– Но как вы планируете попасть туда? Они хорошо защищают знаменитых богачей, которые там живут.
Он покрутил на пальце два ключа.
– Откуда они у вас?
Нет ответа.
Я скрестил руки на груди.
– А код на воротах?
Он постучал по виску указательным пальцем.
– Вы знаете, что у охранников есть оружие, и, скорее всего, им не нужны особо веские причины, чтобы пустить его в ход.
Он распахнул дверь.
– В меня уже стреляли.
– Да, но в меня не стреляли.
Он отмахнулся от меня.
– Ты к этому привыкнешь. И потом… – Он с легкой ухмылкой обернулся через плечо: – Что ты теряешь? Ты уже мертв.
Я кивнул и пробурчал под нос:
– Кто-нибудь должен сказать об этом моему сердцу.
Глава 3
Стеди заговорил еще до того, как мы выехали с церковной парковки.
– То, что я хочу тебе рассказать, не является нарушением конфиденциальности. Я не скажу тебе ничего такого, чего бы ты не смог прочитать в таблоидах, или глянцевых журналах, или… – он покачал головой, – в неавторизованной биографии. Написано было много, но лишь малая часть из этого – правда.

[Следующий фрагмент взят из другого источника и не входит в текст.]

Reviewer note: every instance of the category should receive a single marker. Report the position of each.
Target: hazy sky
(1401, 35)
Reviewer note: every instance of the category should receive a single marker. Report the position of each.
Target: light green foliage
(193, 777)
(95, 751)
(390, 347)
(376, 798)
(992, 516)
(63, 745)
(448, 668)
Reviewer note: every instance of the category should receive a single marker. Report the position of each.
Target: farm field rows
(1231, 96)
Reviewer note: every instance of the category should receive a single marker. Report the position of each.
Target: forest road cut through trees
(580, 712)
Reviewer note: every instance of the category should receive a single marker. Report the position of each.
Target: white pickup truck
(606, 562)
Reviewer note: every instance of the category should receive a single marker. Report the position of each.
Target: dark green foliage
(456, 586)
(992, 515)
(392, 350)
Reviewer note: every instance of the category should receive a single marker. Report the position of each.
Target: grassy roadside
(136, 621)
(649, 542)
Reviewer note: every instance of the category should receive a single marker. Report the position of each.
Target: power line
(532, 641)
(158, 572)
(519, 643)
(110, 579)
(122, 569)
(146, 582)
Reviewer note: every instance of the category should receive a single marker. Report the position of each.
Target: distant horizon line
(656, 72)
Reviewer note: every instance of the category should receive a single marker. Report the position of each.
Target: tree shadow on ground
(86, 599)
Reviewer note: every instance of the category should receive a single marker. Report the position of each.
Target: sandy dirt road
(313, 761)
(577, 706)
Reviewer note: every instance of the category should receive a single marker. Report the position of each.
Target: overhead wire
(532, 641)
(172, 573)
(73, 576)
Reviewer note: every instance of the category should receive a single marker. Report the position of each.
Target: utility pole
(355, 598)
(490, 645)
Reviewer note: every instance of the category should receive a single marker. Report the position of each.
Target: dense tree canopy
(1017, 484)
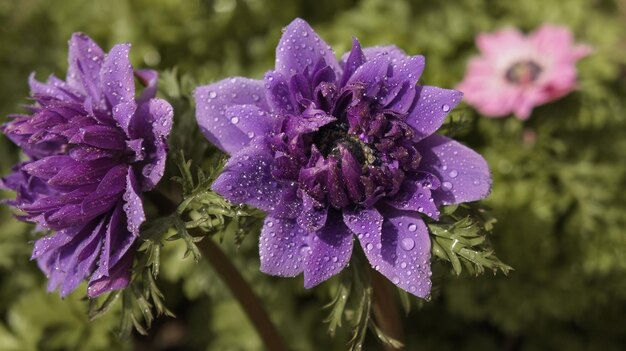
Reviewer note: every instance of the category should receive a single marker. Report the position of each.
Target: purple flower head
(336, 149)
(92, 148)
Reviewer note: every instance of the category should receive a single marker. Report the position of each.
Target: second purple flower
(92, 148)
(336, 149)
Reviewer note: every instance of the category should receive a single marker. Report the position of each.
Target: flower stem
(386, 310)
(240, 289)
(229, 274)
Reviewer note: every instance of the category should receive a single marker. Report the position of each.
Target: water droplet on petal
(407, 244)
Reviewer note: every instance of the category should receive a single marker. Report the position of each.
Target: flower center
(523, 72)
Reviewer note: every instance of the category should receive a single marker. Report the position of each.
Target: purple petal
(247, 179)
(313, 215)
(108, 192)
(330, 251)
(464, 174)
(282, 247)
(123, 114)
(117, 243)
(406, 73)
(393, 52)
(54, 87)
(83, 173)
(49, 167)
(397, 246)
(133, 206)
(431, 108)
(300, 47)
(118, 278)
(117, 76)
(415, 197)
(355, 59)
(211, 104)
(85, 60)
(160, 121)
(149, 78)
(100, 136)
(250, 119)
(372, 75)
(279, 96)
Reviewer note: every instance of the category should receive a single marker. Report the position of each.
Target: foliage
(558, 184)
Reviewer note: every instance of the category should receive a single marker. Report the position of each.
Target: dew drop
(407, 244)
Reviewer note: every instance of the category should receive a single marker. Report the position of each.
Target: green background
(558, 195)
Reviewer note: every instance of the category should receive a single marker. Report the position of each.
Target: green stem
(385, 309)
(230, 275)
(250, 303)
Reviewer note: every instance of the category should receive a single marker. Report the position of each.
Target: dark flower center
(523, 72)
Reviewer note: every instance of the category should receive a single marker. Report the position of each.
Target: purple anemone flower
(336, 149)
(92, 148)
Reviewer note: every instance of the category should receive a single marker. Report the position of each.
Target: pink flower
(515, 73)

Я достаточно хорошо знал его, чтобы понять: раз он предваряет историю таким предисловием, значит, она действительно важна для него. Значит, она важна и для меня.
Тишину нарушал только звук сигнала поворота. Стеди помолчал, прищурился, глядя куда-то за горизонт, как будто намекая, что его истории хватит на все наше путешествие. Наконец он выпрямился, скрестил ноги. По тому, как он начал, было ясно – он заранее обдумал, что сказать.
– Она одна такая. Одна на миллион. По тем стандартам, по которым оценивали и оценивают других. Энни, Дороти, Джульетта, королева, она сыграла их всех. На сцене она играла перед монархами и главами государств, на экране ее видели десятки миллионов. Все сидели у ее ног, очарованные и потрясенные, в мертвой тишине или награждая ее оглушительными аплодисментами. Я видел, как всхлипывали женщины. Плакали взрослые мужчины. Дети смеялись. Я видел, как она превращала циников в верующих. Стоило ей закончить, как они вскакивали и требовали все новых ролей. Роль за ролью, роль за ролью. – Старик кивнул. – И она соглашалась, в ущерб себе. Фильмы с ее участием обеспечивают беспрецедентные сборы. Киноэкран принадлежит ей. Студии встают в очередь, чтобы заполучить ее. И хотя фильмы приносят больше денег, ее любовь – это Бродвей. Билеты в первые ряды обычно продают по пятьсот долларов. Ложи стоят от тысячи до полутора тысяч. Чтобы пройти за кулисы – двадцать пять сотен. Теперь, когда она получила третью премию «Тони», в Интернете билеты могут продаваться вдвое дороже. Аншлаги на ее спектаклях – это норма, и так было в течение десяти лет. Даже критики добры к ней. Называют ее «неземной», «ангелом» и утверждают, что «для человека это невозможно».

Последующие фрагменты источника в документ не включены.